Un mystérieux voyageur conseille à Gustav Von Aschenbach, écrivain en panne d'inspiration, d'aller chercher l'inspiration dans le sud. Il se rendra à Venise, dans cette ville où règnent les miasmes d'une maladie volontairement cachée par les autorités en raison de l'affluence touristique en cette chaude période.
Von Aschenbach, toujours en quête, aura du mal à refouler ses instincts envers un jeune garçon, Tadzio. Malgré la présence de signes alarmants, défiant les conseils de personnages troubles tournant autour de lui, ses délires homo-érotiques, couplés à son impossibilité de communiquer, le fixeront jusqu'à sa mort dans la ville malade.
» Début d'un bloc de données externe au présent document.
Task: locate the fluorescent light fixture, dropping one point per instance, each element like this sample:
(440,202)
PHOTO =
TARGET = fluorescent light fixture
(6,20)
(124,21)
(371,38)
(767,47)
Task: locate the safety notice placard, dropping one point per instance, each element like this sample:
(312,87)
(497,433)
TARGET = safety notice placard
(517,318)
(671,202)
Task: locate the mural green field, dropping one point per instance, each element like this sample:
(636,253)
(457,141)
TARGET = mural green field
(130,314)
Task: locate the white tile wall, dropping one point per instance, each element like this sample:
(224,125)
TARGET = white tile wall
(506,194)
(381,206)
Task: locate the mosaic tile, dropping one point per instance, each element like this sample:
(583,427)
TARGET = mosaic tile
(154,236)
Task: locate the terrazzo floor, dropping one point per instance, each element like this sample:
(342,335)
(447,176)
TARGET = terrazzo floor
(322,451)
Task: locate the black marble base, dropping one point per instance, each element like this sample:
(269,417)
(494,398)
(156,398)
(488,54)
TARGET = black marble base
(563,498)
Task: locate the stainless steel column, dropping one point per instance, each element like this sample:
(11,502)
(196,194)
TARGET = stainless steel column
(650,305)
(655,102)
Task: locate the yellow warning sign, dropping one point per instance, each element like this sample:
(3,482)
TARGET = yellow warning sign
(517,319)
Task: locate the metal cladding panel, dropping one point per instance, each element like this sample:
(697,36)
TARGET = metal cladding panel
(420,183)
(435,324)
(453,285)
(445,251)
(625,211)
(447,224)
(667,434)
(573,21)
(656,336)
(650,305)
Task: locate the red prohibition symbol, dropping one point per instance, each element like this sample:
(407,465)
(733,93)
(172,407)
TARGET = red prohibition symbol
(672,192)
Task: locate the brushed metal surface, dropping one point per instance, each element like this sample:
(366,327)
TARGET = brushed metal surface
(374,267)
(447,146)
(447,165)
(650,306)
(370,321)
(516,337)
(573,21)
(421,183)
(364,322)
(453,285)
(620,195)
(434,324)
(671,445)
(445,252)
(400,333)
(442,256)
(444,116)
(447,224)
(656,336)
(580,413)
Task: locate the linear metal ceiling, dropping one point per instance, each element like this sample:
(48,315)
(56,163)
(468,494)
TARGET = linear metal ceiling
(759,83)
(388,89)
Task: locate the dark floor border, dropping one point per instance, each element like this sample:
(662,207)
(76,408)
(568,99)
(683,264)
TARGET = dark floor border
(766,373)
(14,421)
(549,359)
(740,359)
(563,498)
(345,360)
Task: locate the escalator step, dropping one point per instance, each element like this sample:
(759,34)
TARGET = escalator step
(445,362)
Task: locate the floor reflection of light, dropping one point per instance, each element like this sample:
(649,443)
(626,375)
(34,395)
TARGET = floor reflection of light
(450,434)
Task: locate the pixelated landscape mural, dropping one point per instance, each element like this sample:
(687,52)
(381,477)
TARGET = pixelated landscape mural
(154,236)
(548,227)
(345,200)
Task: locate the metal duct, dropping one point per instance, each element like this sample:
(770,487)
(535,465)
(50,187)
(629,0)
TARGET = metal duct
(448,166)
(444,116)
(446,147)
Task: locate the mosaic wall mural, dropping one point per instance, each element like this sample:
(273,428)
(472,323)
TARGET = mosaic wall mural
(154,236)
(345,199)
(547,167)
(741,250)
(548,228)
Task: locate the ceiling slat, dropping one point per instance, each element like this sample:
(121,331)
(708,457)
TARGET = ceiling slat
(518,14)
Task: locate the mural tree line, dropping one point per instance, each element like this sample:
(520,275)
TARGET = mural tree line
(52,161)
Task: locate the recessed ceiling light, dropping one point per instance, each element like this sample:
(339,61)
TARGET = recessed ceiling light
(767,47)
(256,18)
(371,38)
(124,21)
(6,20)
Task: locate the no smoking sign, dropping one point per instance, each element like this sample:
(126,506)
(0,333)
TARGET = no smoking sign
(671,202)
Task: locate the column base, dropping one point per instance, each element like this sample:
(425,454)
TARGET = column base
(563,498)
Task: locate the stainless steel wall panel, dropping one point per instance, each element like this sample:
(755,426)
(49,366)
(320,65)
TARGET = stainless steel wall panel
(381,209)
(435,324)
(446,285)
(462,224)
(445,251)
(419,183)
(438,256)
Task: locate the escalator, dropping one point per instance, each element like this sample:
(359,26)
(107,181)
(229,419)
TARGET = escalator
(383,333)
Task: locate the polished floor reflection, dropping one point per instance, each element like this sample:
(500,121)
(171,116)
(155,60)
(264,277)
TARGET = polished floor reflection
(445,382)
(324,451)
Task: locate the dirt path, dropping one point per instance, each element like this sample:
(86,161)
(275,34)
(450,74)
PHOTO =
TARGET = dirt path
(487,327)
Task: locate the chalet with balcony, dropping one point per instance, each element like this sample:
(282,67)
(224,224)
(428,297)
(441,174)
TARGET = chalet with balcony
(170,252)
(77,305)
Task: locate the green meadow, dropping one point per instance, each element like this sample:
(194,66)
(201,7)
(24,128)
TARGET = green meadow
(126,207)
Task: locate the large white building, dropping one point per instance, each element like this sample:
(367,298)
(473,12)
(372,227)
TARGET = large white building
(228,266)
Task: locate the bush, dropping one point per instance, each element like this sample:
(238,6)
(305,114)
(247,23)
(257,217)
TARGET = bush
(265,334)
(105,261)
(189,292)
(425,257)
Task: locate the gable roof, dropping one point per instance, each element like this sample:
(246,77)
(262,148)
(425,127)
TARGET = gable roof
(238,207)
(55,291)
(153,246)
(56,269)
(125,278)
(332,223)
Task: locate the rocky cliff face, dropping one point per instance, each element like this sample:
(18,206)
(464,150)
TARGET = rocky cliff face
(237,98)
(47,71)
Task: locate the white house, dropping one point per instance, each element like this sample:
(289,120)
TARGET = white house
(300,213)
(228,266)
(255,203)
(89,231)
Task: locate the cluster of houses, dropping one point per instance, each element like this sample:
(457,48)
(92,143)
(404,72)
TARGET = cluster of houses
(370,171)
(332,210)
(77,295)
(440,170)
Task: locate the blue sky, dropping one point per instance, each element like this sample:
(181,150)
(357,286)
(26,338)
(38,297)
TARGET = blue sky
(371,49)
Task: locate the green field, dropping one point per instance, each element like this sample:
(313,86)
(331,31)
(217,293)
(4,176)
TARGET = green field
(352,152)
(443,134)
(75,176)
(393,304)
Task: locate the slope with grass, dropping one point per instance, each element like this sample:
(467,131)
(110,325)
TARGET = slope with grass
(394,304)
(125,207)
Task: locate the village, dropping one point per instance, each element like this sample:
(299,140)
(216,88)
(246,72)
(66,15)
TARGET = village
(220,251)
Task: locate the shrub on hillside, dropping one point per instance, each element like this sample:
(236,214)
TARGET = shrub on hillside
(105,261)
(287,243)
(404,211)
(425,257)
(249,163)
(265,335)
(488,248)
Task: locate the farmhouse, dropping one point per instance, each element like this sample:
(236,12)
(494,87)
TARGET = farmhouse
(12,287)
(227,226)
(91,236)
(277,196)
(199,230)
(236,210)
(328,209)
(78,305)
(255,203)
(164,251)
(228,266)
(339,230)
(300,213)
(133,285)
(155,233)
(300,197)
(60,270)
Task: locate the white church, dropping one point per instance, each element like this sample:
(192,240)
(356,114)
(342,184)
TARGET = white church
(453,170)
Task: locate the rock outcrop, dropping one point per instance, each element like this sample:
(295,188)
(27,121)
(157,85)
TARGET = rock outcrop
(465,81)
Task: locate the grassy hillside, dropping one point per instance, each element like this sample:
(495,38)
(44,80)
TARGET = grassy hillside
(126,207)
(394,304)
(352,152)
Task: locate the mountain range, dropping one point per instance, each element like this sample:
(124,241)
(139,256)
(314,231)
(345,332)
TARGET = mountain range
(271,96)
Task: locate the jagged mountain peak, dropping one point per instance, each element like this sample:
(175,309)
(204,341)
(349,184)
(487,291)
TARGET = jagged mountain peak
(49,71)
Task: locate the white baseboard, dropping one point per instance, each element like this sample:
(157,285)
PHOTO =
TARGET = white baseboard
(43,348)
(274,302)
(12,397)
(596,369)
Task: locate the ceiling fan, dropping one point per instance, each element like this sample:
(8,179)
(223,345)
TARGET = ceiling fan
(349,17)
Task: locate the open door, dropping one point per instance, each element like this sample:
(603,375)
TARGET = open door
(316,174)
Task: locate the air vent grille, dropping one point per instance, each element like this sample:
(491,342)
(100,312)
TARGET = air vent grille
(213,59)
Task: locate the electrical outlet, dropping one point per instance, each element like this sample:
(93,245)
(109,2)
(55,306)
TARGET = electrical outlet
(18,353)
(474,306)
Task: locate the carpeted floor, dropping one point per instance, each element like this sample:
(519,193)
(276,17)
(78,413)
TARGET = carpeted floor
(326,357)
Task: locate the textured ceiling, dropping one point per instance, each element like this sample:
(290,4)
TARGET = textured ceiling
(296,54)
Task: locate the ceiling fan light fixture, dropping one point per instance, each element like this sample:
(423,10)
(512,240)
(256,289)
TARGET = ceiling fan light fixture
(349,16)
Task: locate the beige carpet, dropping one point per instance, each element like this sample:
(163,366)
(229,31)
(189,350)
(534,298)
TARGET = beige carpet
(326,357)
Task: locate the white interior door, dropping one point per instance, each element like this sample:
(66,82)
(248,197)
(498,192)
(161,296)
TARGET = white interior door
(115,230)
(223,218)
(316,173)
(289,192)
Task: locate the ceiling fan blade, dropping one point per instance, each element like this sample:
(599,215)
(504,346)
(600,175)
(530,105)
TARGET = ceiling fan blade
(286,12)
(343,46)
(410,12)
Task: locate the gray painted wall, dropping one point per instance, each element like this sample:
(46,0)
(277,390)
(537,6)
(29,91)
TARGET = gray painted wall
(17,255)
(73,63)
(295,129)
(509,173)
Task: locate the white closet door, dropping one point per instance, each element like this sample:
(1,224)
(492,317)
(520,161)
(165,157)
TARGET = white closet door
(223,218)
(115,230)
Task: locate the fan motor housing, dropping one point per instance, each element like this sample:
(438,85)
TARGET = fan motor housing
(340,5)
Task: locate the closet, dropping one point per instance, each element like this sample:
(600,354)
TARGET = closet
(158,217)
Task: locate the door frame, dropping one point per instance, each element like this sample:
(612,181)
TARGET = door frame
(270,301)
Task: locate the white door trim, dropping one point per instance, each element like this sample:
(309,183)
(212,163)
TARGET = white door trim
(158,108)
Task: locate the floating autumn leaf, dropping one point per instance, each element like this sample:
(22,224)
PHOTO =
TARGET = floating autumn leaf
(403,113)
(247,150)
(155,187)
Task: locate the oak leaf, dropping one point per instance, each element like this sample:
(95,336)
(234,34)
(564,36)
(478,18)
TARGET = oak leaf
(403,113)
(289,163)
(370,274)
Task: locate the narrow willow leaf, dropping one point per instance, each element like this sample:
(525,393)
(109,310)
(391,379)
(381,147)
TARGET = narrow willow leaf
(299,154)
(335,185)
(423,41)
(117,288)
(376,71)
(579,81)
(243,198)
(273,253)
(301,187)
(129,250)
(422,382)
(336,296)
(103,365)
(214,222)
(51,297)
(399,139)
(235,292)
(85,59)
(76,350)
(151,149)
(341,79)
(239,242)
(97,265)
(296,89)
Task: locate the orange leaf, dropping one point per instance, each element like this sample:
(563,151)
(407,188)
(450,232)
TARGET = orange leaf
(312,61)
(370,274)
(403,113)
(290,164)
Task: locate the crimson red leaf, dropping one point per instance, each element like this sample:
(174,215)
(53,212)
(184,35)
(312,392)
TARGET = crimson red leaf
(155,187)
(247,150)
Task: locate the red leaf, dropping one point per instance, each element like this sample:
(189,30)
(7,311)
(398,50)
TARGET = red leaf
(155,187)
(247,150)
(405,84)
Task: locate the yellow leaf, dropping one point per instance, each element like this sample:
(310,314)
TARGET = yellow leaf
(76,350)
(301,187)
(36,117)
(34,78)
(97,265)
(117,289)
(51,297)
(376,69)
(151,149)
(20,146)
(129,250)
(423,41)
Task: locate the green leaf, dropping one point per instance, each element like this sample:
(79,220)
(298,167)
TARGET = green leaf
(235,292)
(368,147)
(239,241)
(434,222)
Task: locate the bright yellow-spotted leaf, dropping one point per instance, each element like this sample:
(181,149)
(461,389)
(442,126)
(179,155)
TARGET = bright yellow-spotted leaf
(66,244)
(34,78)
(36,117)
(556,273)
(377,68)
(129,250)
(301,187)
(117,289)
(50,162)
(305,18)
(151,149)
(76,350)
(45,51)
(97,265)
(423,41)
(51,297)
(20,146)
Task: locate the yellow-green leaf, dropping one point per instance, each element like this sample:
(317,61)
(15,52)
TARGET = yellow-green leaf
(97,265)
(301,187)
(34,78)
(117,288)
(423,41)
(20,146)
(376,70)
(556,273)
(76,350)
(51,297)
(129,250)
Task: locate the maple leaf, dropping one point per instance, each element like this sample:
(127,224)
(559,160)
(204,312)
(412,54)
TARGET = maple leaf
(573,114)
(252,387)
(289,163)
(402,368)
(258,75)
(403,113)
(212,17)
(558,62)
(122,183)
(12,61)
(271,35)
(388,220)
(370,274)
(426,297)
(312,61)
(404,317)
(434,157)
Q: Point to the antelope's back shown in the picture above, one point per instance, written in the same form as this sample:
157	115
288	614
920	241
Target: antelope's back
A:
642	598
Britten fait beaucoup voyager son personnage. Les décors évoluent avec souplesse sans cassures entre les scènes grâce à un système efficace de plateau tournant. Au demeurant, ils restent très figuratifs : façades renaissance, pont, hall et terrasse d'hôtel, chambre à coucher, bâtiments publics, colossale statue d'Apollon, basilique Saint-Marc.
Quelquefois, un seul élément suffit à suggérer un lieu : un fauteuil pour le salon de coiffure, une croix pour l'église.
L'atmosphère générale garde tout au long de l'opéra sa touche funèbre : brume, grisaille, sol luisant, cyprès. Quelques boules blanches d'éclairage public et un soleil orangé voilé apportent toutefois des repères lumineux.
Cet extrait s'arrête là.